Afternoons for Thursday 24 June 2010
1:10 Best Song Ever Written
Indian Sunset by Mary Travers chosen by Phil Cawley of Wellington.
1:15 Your Place
Your Place today is the last population centre before you reach the tip of the North Island - Te Hapua, home to just 200 people.
2:10 Feature stories
Few writers have defined a generation like Bret Easton Ellis, fewer yet with the wit and economy that have always been the mark of his style.
His first novel, a tale of young adult disenchantment called Less Than Zero, was an instant classic when it was published in 1985, heralding the author as an important new voice in American literature while he was still only 21.
He followed it up with The Rules of Attraction and American Psycho. His reputation thus established, he went on to write some of the most inventive and enjoyable novels of the last two decades, books like Lunar Park.
2:30 NZ Reading
Part seven of The Fat Man by Maurice Gee, read by Grant Tilley.
The Fat Man Gets Serious: Colin and his father are both working for the fat man doing up the Muskie house. Old Mrs Muskie has handed everything over to her son Herbert, much to his brother and sisters' distress.
2:50 Feature Album
Little Earthquakes by Tori Amos.
2:55 He Rourou
In Waikato, Te Puea was a direct descendant of royalty yet one of her enduring symbols was the 'sugar bag apron'. Mamae Takerei explains to Ana Tapiata why her group used the apron as part of their performance at the 'Over 60s' Maori cultural festival at Te Papa recently.
3:12 Arts Report
Lynn Freeman meet Te Papa's new Senior Curator of Art and finds out about a cowboy movie rumoured to have been filmed in the far North in 1926.
3:33 South Island story
What would happen if Auckland decided to rip down its Sky Tower, or Christchurch no longer had its Cathedral Square? Fair to say the citizens have a fair attachment to both those structures
For locals in the district of Balclutha - that's exactly how they feel about their very own icon - the Clutha Bridge. It's something they can't live without.
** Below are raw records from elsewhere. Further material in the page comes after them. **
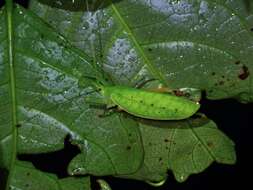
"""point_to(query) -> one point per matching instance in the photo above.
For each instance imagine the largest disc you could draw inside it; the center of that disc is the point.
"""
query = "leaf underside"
(199, 44)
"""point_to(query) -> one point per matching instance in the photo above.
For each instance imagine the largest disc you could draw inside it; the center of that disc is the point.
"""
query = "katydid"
(148, 104)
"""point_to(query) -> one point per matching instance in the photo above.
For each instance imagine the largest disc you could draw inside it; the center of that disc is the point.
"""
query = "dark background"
(233, 118)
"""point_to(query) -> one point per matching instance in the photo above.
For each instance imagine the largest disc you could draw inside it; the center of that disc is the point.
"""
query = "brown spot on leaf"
(221, 82)
(178, 93)
(244, 73)
(18, 125)
(129, 147)
(237, 62)
(210, 144)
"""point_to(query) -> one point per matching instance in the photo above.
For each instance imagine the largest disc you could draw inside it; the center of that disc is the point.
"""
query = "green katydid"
(147, 104)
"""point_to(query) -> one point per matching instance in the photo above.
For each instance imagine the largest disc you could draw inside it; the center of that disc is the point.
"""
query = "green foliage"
(48, 54)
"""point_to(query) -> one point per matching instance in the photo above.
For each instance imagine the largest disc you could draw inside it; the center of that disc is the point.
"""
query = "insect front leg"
(106, 107)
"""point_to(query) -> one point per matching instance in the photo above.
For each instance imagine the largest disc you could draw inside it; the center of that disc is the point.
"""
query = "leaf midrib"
(9, 10)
It's not just a monument to the history of the town and its heritage, but also a means to get from one place to another. But what would happen if the bridge was to be torn down?
Sonia Yee investigates the notion, in this first of a two part series: The Bridge that Made a Town.
3:47 Our Changing World
Last week New Zealand sea lions catapulted into the ranks of the world's most endangered animals, given a new threat ranking of 'nationally critical'.
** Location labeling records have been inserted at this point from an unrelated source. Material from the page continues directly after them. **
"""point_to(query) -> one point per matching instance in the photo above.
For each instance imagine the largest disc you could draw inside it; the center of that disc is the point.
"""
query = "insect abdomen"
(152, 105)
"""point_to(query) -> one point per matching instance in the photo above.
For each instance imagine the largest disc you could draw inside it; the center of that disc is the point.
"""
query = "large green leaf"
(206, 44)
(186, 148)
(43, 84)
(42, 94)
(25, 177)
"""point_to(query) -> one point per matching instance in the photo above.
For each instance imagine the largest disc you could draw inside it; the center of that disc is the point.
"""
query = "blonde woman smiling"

But while the main subantarctic population is in a sharp decline, a fledging population of sea lions on the Otago Peninsula is thriving, and could offer new hope to the beleaguered species.
DOC's Louise Chilvers, and University of Otago PhD student, Amelie Auge have been putting satellite tags on mainland female sea lions to find why they're doing so well compared to their southern cousins.
Alison Ballance joins a mission to retrieve the tags, and gets a quick brief on 'whose who' among the sea lions, and what the tags have been beaming back
4:06 The Panel
Deborah Hill Cone and Joanne Black. A new Prime Minister in Australia, Kevin Rudd stepped aside for Julia Gillard, making her the first female Prime Minister of Australia; Why is Christchurch Hospital such a dangerous place to work in?; And imagine what the world would be like if you couldn't feel fear?